Location as a Function of Geography

One of the oldest and simplest aeration methods — surface aeration — still has its place in industrial wastewater treatment. That place is usually in shallower basins or lagoons in geographic latitudes where freezing will not compromise the process or render it unusable until the spring thaw. Freezing concerns with surface aeration in northern latitudes are exacerbated by the fact that the physical aeration process strips thermal energy from the water, increasing the risk of icing over the equipment.

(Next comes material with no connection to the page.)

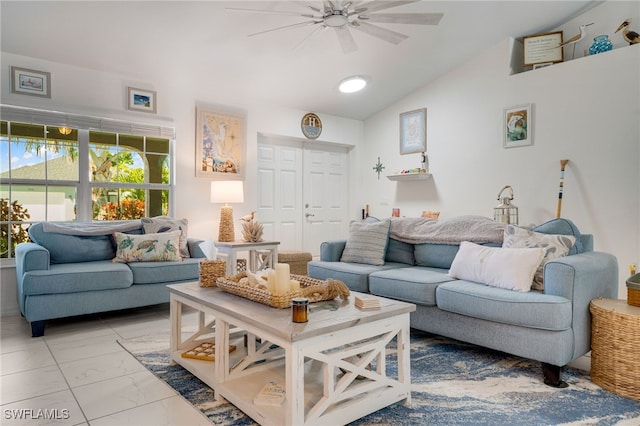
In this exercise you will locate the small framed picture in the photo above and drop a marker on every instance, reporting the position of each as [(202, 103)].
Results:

A beneficial inverse rationale for using surface aeration’s cooling effect is to protect industrial nitrogen-removal applications with elevated wastewater temperatures. Those elevated temperatures can be due to the exothermal heat generated by the bioprocess, often compounded by elevated summertime air temperatures. In either case, the nitrifying bacteria performance will drop off markedly as liquid temperatures approach a 95oF to 100oF threshold — enough to threaten compliance with regulatory nutrient limits. This cooling effect of surface aeration can be used alone, or in combination with submerged aeration in deeper treatment basins, to control wastewater temperature.

Although surface aeration is not the most energy-efficient process, its low-tech, low-cost performance is still popular in large-scale industrial applications like pulp and paper mills in southern climates.